The list of characters goes on and on, so much so that Malone needed to list his crazy community individual by individual at the start of his book.

When you discover Michael Malone has years and year of experience as the senior writer for One Life to Live then Dingley Falls begins to make sense. The heightened drama, the outrageous characters, the never-ending bizarre situations in Dingley Falls suddenly become par for the course…just a little more graphic with the sex scenes and violence, the things you can’t show as vividly on daytime television.

Favorite lines: “The elderly shut-in bought a new car every year – each racier than the last – as if she thought she could outdrag death if she only had the horsepower” (p 94). “‘Did you know that until I drink this cup of coffee, anything you know is knowing too much?'” (p 145). “He drank in order to pose count; not like Walter Saar, to get in touch with who he was, but to stay out of touch with who he might have been” (p 157).

BookLust Twist: In Book Lust and More Book Lust. This is a popular book in Pearl’s world. First, from Book Lust in the chapter called, “Southern Fiction” (p 222). From More Book Lust in the chapter called, “Michael Malone: Too Good To Miss” (p 160).

Invitation to Indian Cooking

Jaffrey, Madhur. An Invitation to Indian Cooking. New Jersey: Ecco Press, 1999.

I have to start off by saying I love Madhur Jaffrey’s cookbooks. I own several and all of them are well-organized and beautifully illustrated (or have gorgeous photographs).

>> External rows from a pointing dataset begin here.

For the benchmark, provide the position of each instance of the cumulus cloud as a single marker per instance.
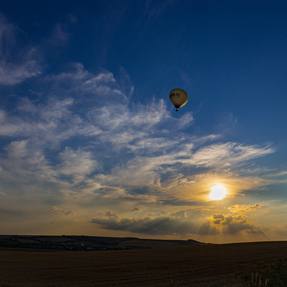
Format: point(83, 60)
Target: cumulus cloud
point(15, 65)
point(83, 142)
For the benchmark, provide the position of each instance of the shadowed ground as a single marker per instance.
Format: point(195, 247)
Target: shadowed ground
point(175, 265)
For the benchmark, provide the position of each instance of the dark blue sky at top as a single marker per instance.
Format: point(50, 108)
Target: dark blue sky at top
point(229, 55)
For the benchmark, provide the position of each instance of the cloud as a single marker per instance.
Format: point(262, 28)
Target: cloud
point(155, 226)
point(16, 65)
point(76, 163)
point(83, 143)
point(235, 224)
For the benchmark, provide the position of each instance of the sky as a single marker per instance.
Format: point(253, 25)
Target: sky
point(90, 143)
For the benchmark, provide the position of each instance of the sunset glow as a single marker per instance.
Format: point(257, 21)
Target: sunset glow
point(217, 192)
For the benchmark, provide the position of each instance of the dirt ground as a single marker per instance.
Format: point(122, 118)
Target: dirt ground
point(206, 265)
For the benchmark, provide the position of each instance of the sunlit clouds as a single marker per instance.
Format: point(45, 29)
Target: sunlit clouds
point(84, 157)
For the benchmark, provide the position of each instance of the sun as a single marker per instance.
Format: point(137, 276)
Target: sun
point(217, 192)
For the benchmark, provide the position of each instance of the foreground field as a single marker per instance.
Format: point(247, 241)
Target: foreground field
point(198, 265)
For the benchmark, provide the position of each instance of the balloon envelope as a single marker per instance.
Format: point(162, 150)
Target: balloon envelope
point(178, 97)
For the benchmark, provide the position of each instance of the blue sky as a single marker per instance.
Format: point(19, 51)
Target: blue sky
point(91, 145)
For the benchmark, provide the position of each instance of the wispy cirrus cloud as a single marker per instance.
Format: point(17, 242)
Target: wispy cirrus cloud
point(83, 143)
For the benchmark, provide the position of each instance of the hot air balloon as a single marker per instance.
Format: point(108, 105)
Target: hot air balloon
point(178, 97)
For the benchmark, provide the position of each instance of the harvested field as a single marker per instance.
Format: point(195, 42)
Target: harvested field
point(197, 265)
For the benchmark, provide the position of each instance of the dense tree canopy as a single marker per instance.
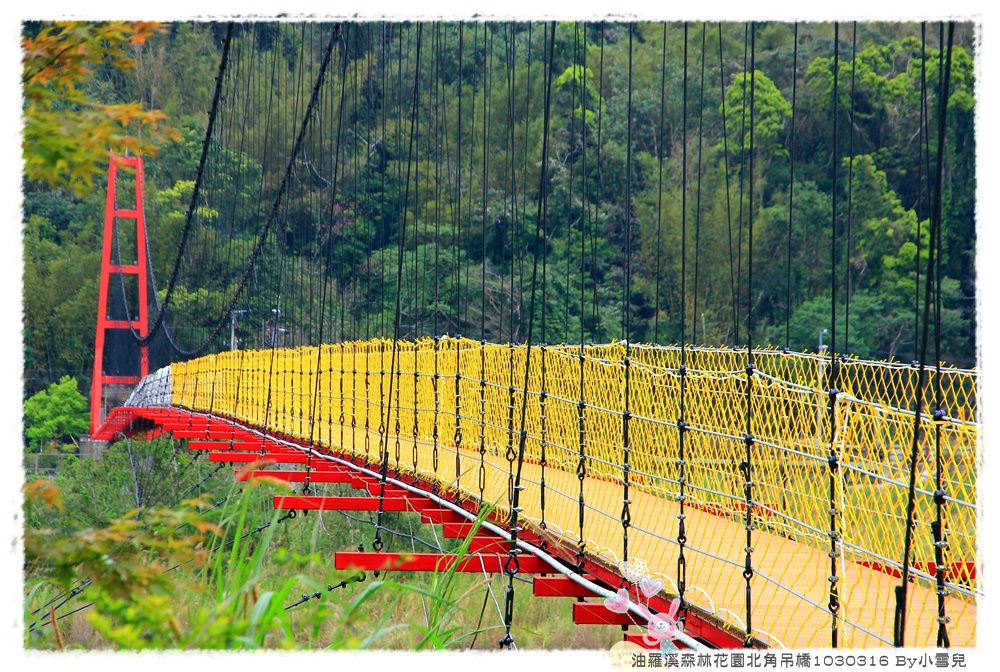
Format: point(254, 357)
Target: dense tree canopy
point(471, 241)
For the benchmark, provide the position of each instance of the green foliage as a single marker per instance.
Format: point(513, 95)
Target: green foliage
point(770, 110)
point(54, 417)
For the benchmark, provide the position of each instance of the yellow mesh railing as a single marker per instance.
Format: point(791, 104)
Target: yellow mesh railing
point(454, 403)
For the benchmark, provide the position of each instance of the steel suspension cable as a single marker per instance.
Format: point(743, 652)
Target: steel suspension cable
point(899, 631)
point(383, 447)
point(850, 195)
point(512, 565)
point(791, 191)
point(747, 466)
point(832, 393)
point(659, 182)
point(682, 370)
point(697, 207)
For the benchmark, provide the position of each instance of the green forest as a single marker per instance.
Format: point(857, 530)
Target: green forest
point(637, 192)
point(470, 259)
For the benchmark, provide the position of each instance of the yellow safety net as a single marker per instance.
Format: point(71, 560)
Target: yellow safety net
point(451, 413)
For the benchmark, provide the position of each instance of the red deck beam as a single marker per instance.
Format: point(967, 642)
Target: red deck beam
point(441, 516)
point(235, 444)
point(346, 503)
point(595, 613)
point(278, 458)
point(491, 563)
point(315, 476)
point(559, 586)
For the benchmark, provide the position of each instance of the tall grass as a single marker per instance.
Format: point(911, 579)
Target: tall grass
point(202, 577)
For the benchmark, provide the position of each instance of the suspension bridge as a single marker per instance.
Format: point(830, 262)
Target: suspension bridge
point(316, 294)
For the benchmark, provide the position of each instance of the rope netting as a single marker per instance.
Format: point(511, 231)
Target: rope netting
point(446, 418)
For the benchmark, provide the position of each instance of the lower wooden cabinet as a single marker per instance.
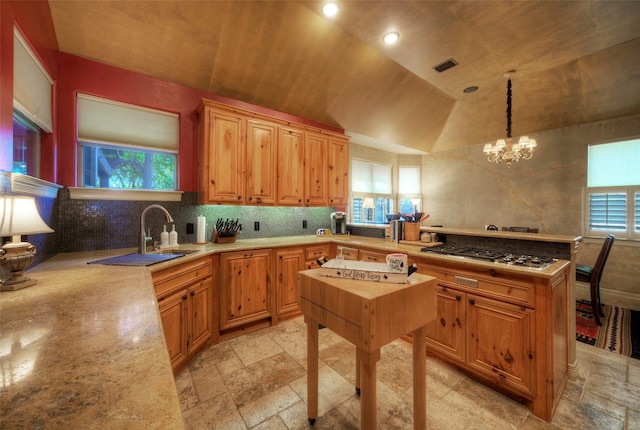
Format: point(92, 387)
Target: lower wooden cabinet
point(447, 332)
point(185, 300)
point(245, 287)
point(502, 329)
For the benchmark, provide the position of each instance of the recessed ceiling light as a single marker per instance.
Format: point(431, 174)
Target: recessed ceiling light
point(391, 37)
point(330, 9)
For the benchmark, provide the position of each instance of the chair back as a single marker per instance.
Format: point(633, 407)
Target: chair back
point(602, 258)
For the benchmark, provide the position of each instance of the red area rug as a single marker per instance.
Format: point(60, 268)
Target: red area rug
point(619, 333)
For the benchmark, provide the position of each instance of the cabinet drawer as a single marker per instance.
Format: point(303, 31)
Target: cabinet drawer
point(509, 290)
point(375, 257)
point(181, 275)
point(315, 252)
point(348, 253)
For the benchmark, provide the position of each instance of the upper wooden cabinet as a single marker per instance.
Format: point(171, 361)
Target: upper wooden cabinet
point(221, 161)
point(338, 171)
point(261, 162)
point(315, 169)
point(250, 158)
point(290, 187)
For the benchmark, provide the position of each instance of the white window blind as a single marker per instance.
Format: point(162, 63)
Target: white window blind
point(608, 211)
point(612, 202)
point(31, 85)
point(370, 177)
point(409, 180)
point(614, 164)
point(114, 123)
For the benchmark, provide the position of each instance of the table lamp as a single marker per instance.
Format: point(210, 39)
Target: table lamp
point(18, 216)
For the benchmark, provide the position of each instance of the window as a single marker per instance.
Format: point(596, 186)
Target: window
point(612, 196)
point(410, 198)
point(26, 145)
point(125, 146)
point(31, 107)
point(371, 188)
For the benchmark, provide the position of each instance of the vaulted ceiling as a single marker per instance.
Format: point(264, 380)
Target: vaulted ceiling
point(575, 61)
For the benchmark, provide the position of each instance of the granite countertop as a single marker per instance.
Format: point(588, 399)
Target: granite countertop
point(84, 348)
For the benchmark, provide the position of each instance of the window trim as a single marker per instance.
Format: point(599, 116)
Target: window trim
point(82, 193)
point(632, 211)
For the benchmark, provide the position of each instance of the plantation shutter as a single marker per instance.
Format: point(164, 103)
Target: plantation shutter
point(608, 211)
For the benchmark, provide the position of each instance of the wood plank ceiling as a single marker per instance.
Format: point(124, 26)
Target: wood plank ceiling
point(575, 61)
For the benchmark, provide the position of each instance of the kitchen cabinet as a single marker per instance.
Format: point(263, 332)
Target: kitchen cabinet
point(348, 253)
point(338, 171)
point(290, 173)
point(221, 164)
point(505, 329)
point(261, 162)
point(289, 262)
point(372, 256)
point(312, 253)
point(245, 288)
point(185, 300)
point(247, 157)
point(315, 169)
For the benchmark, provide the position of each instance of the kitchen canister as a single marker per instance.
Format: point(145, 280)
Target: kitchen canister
point(201, 230)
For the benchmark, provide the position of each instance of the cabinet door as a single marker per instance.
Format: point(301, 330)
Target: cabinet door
point(499, 342)
point(338, 171)
point(200, 301)
point(173, 312)
point(224, 157)
point(315, 170)
point(288, 264)
point(445, 334)
point(290, 175)
point(244, 287)
point(261, 162)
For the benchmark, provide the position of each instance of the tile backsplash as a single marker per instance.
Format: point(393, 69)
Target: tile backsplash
point(86, 225)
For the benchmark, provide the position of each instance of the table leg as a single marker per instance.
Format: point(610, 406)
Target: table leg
point(419, 379)
point(357, 376)
point(312, 370)
point(368, 398)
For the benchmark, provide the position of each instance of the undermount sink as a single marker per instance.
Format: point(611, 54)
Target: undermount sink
point(179, 252)
point(138, 259)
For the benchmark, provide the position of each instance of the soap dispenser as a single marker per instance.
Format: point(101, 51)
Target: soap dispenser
point(173, 236)
point(164, 236)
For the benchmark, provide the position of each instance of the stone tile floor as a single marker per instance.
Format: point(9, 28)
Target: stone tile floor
point(258, 381)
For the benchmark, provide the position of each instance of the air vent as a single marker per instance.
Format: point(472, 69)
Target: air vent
point(445, 66)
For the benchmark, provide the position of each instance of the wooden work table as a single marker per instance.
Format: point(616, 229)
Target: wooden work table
point(369, 315)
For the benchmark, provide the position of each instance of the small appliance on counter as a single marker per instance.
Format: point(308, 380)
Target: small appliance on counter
point(339, 223)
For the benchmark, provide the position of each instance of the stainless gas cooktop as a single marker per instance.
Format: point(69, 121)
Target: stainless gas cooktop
point(492, 255)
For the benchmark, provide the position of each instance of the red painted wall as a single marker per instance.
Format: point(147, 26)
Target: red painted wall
point(90, 77)
point(72, 74)
point(33, 18)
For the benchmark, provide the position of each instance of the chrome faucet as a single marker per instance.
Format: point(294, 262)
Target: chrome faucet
point(144, 238)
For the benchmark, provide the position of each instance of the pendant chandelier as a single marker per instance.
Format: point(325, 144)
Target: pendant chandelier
point(504, 149)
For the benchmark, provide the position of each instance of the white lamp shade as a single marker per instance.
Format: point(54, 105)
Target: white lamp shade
point(19, 215)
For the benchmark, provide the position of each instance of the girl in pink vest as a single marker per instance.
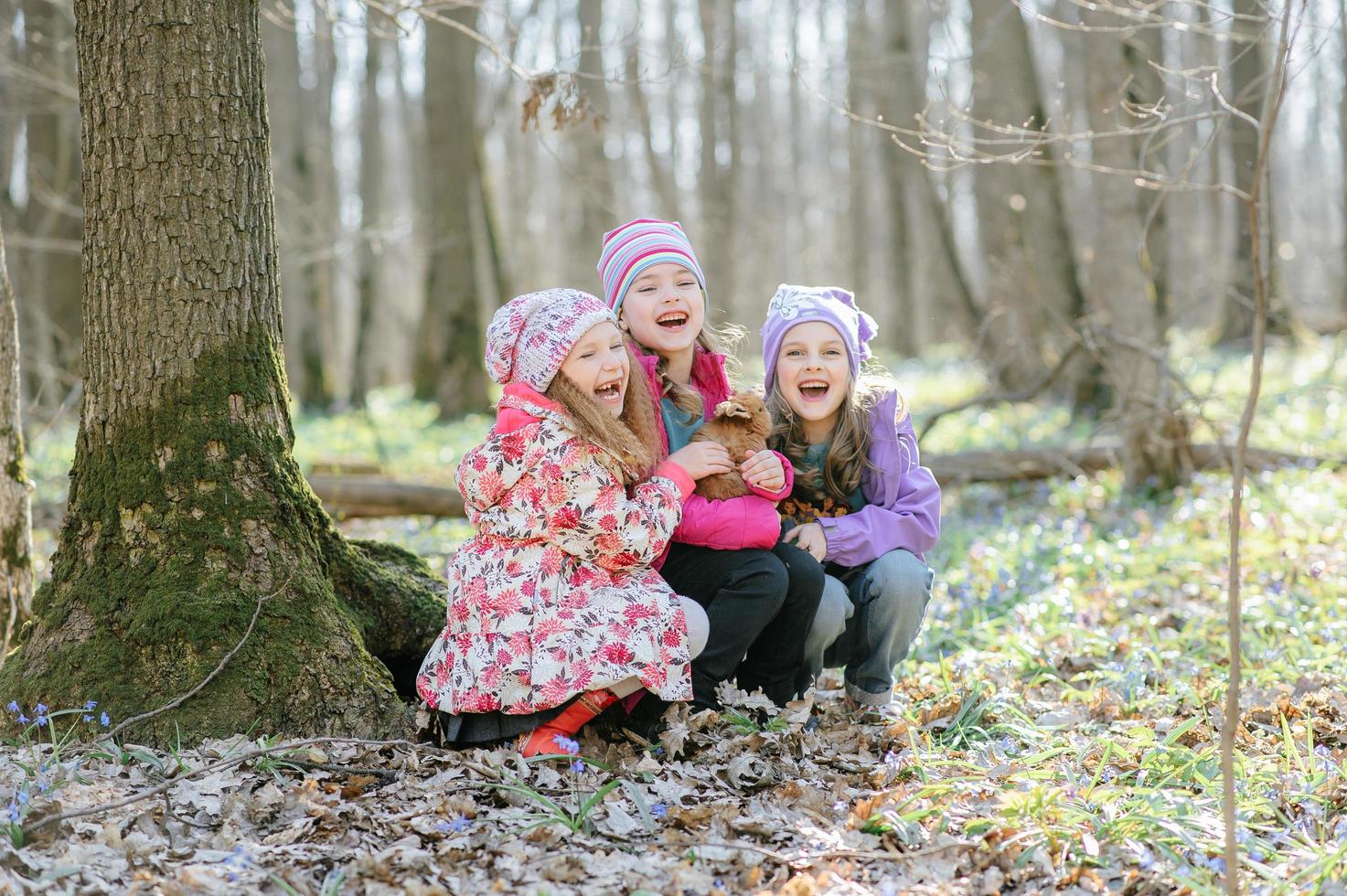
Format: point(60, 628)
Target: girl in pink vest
point(760, 594)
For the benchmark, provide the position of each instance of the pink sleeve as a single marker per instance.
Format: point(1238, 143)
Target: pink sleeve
point(786, 489)
point(729, 526)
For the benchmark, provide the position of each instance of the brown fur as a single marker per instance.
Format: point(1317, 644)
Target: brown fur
point(741, 424)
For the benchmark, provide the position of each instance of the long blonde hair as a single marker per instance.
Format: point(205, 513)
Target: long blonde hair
point(849, 448)
point(631, 435)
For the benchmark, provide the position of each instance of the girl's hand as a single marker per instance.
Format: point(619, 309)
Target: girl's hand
point(764, 471)
point(810, 538)
point(703, 458)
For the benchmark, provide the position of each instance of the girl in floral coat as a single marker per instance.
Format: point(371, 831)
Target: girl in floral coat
point(554, 611)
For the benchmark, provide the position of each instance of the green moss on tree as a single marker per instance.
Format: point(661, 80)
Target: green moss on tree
point(181, 519)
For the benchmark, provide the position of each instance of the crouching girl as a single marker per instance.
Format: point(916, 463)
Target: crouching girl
point(862, 503)
point(554, 612)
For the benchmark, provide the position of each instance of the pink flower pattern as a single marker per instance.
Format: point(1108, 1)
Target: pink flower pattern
point(555, 594)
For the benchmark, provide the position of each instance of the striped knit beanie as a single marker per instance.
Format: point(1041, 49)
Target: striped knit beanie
point(635, 247)
point(831, 304)
point(531, 335)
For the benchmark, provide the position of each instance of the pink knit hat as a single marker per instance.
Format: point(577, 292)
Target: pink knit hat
point(531, 335)
point(637, 245)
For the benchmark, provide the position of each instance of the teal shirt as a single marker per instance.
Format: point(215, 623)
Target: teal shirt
point(808, 504)
point(678, 423)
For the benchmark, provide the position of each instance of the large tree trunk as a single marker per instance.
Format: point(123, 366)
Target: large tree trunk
point(187, 506)
point(1132, 344)
point(15, 509)
point(1031, 283)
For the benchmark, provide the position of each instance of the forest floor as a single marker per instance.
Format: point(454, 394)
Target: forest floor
point(1056, 728)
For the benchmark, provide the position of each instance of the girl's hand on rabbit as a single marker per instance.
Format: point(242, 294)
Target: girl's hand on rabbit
point(764, 471)
point(810, 538)
point(703, 458)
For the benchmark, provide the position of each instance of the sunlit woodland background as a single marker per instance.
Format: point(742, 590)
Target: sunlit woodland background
point(406, 168)
point(1063, 215)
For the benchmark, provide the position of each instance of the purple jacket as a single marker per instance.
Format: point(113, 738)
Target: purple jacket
point(903, 499)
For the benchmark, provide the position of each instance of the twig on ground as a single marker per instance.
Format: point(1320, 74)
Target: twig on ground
point(837, 853)
point(179, 701)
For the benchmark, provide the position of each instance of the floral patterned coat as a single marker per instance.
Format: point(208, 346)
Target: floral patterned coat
point(555, 594)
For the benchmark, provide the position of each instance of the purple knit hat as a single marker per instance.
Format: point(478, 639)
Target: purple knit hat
point(635, 247)
point(531, 335)
point(833, 304)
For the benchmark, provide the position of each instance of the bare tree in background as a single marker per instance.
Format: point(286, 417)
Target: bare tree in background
point(1032, 293)
point(15, 509)
point(50, 271)
point(449, 363)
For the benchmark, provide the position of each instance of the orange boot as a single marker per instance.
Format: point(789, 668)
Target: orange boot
point(543, 740)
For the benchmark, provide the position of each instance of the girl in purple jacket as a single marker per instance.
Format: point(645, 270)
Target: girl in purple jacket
point(760, 593)
point(862, 503)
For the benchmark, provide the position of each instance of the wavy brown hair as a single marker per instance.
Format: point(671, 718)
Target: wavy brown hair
point(718, 338)
point(631, 435)
point(849, 448)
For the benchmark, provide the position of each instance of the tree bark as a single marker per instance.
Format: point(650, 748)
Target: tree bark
point(1032, 289)
point(15, 508)
point(1130, 343)
point(287, 153)
point(187, 506)
point(449, 367)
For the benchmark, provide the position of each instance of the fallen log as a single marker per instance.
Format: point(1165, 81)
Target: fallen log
point(375, 496)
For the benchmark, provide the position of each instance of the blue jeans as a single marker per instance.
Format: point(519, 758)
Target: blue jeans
point(866, 623)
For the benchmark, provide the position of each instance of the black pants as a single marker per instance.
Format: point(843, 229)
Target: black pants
point(760, 605)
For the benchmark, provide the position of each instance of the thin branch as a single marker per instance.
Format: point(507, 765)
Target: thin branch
point(1272, 107)
point(1028, 392)
point(179, 701)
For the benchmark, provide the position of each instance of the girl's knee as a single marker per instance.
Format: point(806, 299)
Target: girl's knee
point(902, 573)
point(834, 611)
point(698, 627)
point(765, 577)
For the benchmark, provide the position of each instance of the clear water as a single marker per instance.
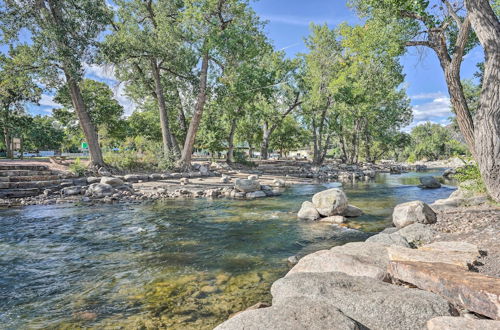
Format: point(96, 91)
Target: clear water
point(172, 264)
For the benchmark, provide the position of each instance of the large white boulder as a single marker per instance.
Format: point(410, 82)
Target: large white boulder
point(413, 212)
point(330, 202)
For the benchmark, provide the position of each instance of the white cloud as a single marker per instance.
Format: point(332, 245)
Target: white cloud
point(428, 96)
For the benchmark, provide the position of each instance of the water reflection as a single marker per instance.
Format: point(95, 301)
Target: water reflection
point(176, 264)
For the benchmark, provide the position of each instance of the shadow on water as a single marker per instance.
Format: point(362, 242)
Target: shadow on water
point(173, 264)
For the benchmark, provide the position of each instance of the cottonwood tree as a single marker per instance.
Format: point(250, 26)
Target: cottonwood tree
point(64, 34)
point(446, 27)
point(17, 87)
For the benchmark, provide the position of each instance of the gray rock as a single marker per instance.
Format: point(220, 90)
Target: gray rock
point(246, 186)
point(256, 194)
point(389, 239)
point(454, 323)
point(330, 202)
point(326, 261)
point(112, 181)
point(429, 182)
point(418, 234)
point(372, 303)
point(352, 211)
point(413, 212)
point(71, 191)
point(308, 212)
point(294, 314)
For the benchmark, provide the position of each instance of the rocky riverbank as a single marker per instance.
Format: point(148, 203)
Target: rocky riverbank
point(206, 180)
point(435, 269)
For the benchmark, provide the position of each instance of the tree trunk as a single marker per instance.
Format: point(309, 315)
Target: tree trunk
point(86, 124)
point(487, 129)
point(195, 121)
point(167, 138)
point(264, 146)
point(230, 142)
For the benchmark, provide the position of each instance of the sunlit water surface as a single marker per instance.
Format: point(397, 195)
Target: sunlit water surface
point(173, 264)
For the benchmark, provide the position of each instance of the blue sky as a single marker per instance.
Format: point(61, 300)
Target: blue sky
point(288, 24)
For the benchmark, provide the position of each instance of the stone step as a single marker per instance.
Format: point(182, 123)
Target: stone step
point(33, 178)
point(24, 172)
point(29, 184)
point(18, 193)
point(24, 167)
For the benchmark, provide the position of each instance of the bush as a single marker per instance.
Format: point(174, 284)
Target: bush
point(77, 167)
point(469, 178)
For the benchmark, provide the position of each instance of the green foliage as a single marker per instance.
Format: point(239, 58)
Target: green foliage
point(77, 167)
point(469, 178)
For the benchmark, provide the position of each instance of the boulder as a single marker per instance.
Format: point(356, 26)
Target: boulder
point(372, 303)
point(112, 181)
point(100, 190)
point(279, 183)
point(326, 261)
point(389, 239)
point(295, 314)
point(256, 194)
point(337, 219)
point(330, 202)
point(246, 186)
point(308, 212)
point(454, 323)
point(375, 252)
point(352, 211)
point(457, 258)
point(413, 212)
point(71, 191)
point(476, 292)
point(429, 182)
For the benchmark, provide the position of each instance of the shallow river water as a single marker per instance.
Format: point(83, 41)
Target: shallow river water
point(180, 264)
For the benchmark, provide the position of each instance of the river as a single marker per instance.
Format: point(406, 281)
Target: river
point(176, 264)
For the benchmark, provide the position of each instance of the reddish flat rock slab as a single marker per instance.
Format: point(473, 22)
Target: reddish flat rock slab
point(476, 292)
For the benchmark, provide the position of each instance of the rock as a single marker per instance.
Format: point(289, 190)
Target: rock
point(294, 314)
point(413, 212)
point(330, 261)
point(375, 252)
point(135, 177)
point(352, 211)
point(256, 194)
point(389, 239)
point(418, 234)
point(330, 202)
point(308, 212)
point(279, 183)
point(338, 219)
point(372, 303)
point(429, 182)
point(476, 292)
point(103, 172)
point(112, 181)
point(452, 246)
point(454, 323)
point(100, 190)
point(457, 258)
point(71, 191)
point(246, 186)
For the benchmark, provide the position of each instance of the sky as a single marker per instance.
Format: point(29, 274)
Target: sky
point(288, 25)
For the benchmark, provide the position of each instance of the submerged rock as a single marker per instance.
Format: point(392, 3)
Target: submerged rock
point(429, 182)
point(413, 212)
point(308, 212)
point(375, 304)
point(330, 202)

An Invitation to Indian Cooking might have been a more accurate title had it included the subtitle Getting to Know Indian Cuisines and Ingredients because Jaffrey not only invites you into the world of Indian cuisine she also includes history lessons and ingredient explanations in addition to recipes. While her tone is conversational I found it to be a little didactic at times. Her claims that Americans, on the whole, don’t know what well-prepared rice tastes like is one such example. Another drawback to An Invitation to Indian Cooking is its out-of-date information. Basmati rice, Jaffrey recommends, is readily available at specialty stores. That may have been true in 1973 when her first cookbook was published, but I expected the reprint to have some updated information. I also find it hard to believe that out of 50 states only 12 have stores that carry authentic Indian ingredients.
But, having said all that, I love the recipes Jaffrey includes in her first cookbook. I like her attention to detail and her comparisons between American and Indian products. For example, Jaffrey points out that American chicken is more tender than chicken purchased in India, therefore traditional Indian cooking techniques would not work well on an American-raised bird.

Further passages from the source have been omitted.